The market-implied 1-standard-deviation range for BYD extends from approximately $72.99 on the downside to $85.19 on the upside. A BYD covered call collects premium on an existing long BYD position, trading off upside above the short call strike for immediate income; the short strike selection should reflect the trader's view on whether BYD will breach that level within the expiration window. Current BYD IV rank near 35.78% is mid-range against its 1-year distribution, so the IV signal is neutral; the covered call thesis on BYD should anchor more to the directional view and the expected-move geometry. As a Consumer Cyclical name, BYD options can move on sector-level news flow (peer earnings, regulatory updates, industry-specific macro data) in addition to BYD-specific events.

BYD covered call positions are structurally neutral to slightly bullish; the modeled P&L assumes European-style exercise at expiration and ignores early assignment, transaction costs, dividends paid before expiry on the stock leg (when present), and the bid-ask spread on the listed chain. BYD positions also carry Consumer Cyclical sector concentration risk; news flow inside the sector (peer earnings, regulatory shifts, supply-chain headlines) can move BYD alongside the broader basket even when BYD-specific fundamentals are unchanged. Short-premium structures like a covered call on BYD carry tail risk when realized volatility exceeds the implied move; review historical BYD earnings reactions and macro stress periods before sizing. Always rebuild the position from current BYD chain quotes before placing a trade.

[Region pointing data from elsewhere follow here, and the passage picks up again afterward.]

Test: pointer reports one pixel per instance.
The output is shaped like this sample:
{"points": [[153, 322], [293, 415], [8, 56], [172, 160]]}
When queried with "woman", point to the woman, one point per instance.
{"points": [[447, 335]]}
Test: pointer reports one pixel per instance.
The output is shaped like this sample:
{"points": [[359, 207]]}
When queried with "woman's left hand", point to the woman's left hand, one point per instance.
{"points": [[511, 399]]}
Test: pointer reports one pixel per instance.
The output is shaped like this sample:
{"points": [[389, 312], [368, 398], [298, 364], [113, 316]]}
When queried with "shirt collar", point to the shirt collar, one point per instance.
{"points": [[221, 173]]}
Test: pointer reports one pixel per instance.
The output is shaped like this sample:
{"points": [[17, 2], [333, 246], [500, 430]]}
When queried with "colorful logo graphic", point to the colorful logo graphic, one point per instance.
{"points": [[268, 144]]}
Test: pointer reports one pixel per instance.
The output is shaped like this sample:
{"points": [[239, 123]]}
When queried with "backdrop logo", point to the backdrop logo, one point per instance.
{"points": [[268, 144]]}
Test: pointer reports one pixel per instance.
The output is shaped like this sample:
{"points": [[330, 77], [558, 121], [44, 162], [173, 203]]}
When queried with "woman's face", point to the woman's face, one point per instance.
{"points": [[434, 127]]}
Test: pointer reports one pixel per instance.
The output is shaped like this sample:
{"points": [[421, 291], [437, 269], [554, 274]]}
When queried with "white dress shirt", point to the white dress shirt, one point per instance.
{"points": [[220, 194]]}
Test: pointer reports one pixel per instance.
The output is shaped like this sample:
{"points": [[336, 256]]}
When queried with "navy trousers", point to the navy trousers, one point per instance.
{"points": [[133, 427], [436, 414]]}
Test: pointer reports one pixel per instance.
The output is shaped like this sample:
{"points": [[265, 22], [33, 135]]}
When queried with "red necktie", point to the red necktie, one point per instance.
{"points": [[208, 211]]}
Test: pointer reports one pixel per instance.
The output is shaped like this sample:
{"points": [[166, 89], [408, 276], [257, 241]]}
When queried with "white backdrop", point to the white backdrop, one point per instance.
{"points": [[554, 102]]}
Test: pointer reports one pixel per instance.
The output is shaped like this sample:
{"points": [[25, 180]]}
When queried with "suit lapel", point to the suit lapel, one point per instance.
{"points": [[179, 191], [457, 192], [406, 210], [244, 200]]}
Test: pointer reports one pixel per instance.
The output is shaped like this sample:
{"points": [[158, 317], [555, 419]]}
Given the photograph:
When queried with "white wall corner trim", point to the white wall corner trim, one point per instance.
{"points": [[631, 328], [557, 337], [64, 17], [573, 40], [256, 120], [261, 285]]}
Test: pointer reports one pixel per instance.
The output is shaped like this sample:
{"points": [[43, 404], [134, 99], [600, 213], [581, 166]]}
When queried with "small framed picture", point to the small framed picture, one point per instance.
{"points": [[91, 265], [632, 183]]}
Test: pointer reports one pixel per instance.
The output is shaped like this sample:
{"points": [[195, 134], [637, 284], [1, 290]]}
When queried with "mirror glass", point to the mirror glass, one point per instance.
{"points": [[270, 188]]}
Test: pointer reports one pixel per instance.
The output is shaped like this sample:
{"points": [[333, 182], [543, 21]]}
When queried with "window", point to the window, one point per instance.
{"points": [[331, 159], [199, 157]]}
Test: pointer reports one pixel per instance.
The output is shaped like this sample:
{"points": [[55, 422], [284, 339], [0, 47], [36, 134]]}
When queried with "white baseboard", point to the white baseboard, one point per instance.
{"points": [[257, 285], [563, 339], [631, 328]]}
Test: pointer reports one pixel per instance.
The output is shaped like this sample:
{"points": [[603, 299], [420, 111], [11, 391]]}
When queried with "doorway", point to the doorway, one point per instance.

Frequently asked questions

What is a covered call on BYD?
A covered call on BYD is the covered call strategy applied to BYD (stock). The strategy is structurally neutral to slightly bullish: A covered call pairs long stock with a short out-of-the-money call, collecting premium and capping upside above the short strike in exchange for income. With BYD stock trading near $79.09, the strikes shown on this page are snapped to the nearest listed BYD chain strike and the premiums come straight from the end-of-day bid/ask midpoint.
How are BYD covered call max profit and max loss calculated?
Max profit equals short-strike minus cost basis plus premium times 100; max loss is cost basis minus premium (at zero). Breakeven is cost basis minus premium. For the BYD covered call priced from the end-of-day chain at a 30-day expiry (ATM IV 26.90%), the computed maximum profit is $463.50 per contract and the computed maximum loss is -$7,785.50 per contract. Live intraday quotes will differ as the chain moves through the trading session.
What is the breakeven for a BYD covered call?
The breakeven for the BYD covered call priced on this page is roughly $77.87 at expiration, derived from end-of-day chain premiums. Breakeven is the underlying price at which the strategy's P&L crosses zero ignoring transaction costs and assignment risk. The current BYD market-implied 1-standard-deviation expected move is approximately 7.71%; if the move sits well outside the breakeven distance, the structure's risk-reward becomes correspondingly tighter.
When should you consider a covered call on BYD?
Covered calls on BYD are an income strategy run on existing BYD stock positions; traders typically sell calls at 25-35 delta with 30-45 days to expiration to balance premium against upside cap.
How does current BYD implied volatility affect this covered call?
BYD ATM IV is at 26.90% with IV rank near 35.78%, which is mid-range against its 1-year history. Strategy selection depends more on directional thesis and expected move than on a strong IV signal.